Contohnya, di Indonesia, WHO bekerja sama dengan Majelis Ulama Indonesia (MUI) dan Kementerian Agama dalam kampanye “Kesehatan Jiwa Sebagai Amanah”, yang mengajak masyarakat memahami bahwa merawat mental sama pentingnya dengan menjaga fisik.

Sementara itu, UNICEF mengintegrasikan kampanye kesehatan mental dengan program perlindungan anak di daerah konflik, seperti Gaza, Sudan, dan Myanmar. Di daerah-daerah ini, ribuan anak menjadi korban trauma akibat perang dan kehilangan keluarga.

WHO memperingatkan bahwa tanpa intervensi psikologis, anak-anak korban konflik berpotensi mengalami trauma jangka panjang yang dapat di wariskan ke generasi berikutnya. Fenomena yang di kenal sebagai “trauma transgenerasional”.

Masa Depan Kesehatan Mental Dunia: Harapan Dan Tantangan

Masa Depan Kesehatan Mental Dunia: Harapan Dan Tantangan, langkah WHO ini menandai babak baru dalam sejarah kesehatan global: transisi dari pendekatan medis semata menjadi gerakan sosial dan pembangunan manusia berkelanjutan.

Namun, tantangan ke depan tidak ringan.

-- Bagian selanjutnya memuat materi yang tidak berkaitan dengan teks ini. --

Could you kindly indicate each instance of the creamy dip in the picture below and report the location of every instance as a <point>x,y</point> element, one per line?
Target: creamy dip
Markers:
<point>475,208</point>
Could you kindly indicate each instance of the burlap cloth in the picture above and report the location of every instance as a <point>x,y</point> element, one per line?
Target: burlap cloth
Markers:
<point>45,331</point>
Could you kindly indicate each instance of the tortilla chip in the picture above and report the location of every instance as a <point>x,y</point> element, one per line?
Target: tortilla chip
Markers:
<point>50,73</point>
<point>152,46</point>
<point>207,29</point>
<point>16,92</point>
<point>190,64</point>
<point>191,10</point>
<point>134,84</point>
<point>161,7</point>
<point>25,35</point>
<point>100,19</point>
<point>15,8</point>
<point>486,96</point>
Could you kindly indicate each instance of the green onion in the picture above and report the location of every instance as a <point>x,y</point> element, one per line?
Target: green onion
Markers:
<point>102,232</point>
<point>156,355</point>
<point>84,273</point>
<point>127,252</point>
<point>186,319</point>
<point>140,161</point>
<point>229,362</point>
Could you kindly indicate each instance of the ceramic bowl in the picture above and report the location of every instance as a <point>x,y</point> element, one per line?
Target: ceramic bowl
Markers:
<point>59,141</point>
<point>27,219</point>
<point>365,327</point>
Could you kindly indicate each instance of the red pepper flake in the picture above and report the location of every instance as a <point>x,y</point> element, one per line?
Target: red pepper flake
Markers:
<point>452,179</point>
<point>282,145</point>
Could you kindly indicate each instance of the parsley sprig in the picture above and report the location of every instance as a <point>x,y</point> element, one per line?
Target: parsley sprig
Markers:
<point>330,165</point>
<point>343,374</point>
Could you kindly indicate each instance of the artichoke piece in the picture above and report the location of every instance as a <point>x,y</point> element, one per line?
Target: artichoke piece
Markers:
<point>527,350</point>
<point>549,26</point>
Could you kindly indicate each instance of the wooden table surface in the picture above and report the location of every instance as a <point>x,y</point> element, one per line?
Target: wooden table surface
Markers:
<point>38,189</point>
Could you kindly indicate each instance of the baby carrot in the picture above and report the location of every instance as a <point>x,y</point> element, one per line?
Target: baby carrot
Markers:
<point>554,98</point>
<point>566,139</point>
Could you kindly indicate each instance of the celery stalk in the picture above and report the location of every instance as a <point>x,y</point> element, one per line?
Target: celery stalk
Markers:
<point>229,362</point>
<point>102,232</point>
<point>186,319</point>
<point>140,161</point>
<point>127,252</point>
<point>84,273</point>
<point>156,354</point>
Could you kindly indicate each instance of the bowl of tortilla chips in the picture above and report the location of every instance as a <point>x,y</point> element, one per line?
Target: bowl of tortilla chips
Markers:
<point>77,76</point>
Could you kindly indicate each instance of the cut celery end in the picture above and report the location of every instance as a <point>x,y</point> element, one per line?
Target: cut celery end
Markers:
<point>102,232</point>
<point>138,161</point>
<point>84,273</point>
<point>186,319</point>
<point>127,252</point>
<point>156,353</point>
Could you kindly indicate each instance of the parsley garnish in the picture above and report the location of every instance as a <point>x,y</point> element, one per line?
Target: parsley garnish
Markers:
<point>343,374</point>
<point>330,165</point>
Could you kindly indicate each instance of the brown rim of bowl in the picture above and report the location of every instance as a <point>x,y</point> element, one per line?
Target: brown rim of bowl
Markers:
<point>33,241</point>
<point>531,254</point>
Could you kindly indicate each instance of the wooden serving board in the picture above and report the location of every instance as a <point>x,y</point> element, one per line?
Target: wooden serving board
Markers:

Selain pendanaan, WHO mengingatkan bahwa perubahan kebijakan memerlukan komitmen politik jangka panjang. Banyak negara masih menganggap kesehatan mental sebagai isu sekunder di banding penyakit menular atau ekonomi.

WHO berharap, pada tahun 2030 setiap anak dan remaja di dunia tanpa memandang latar belakang ekonomi, budaya, atau negara dapat mengakses layanan kesehatan mental yang aman, inklusif, dan terjangkau.

“Tidak ada masa depan yang sehat tanpa generasi muda yang sehat secara mental,” kata Dr. Tedros menutup pidatonya di Jenewa. “Investasi dalam kesehatan mental anak bukan hanya kewajiban moral, tetapi fondasi bagi masa depan dunia yang lebih damai, produktif, dan berempati” WHO Dorong Investasi.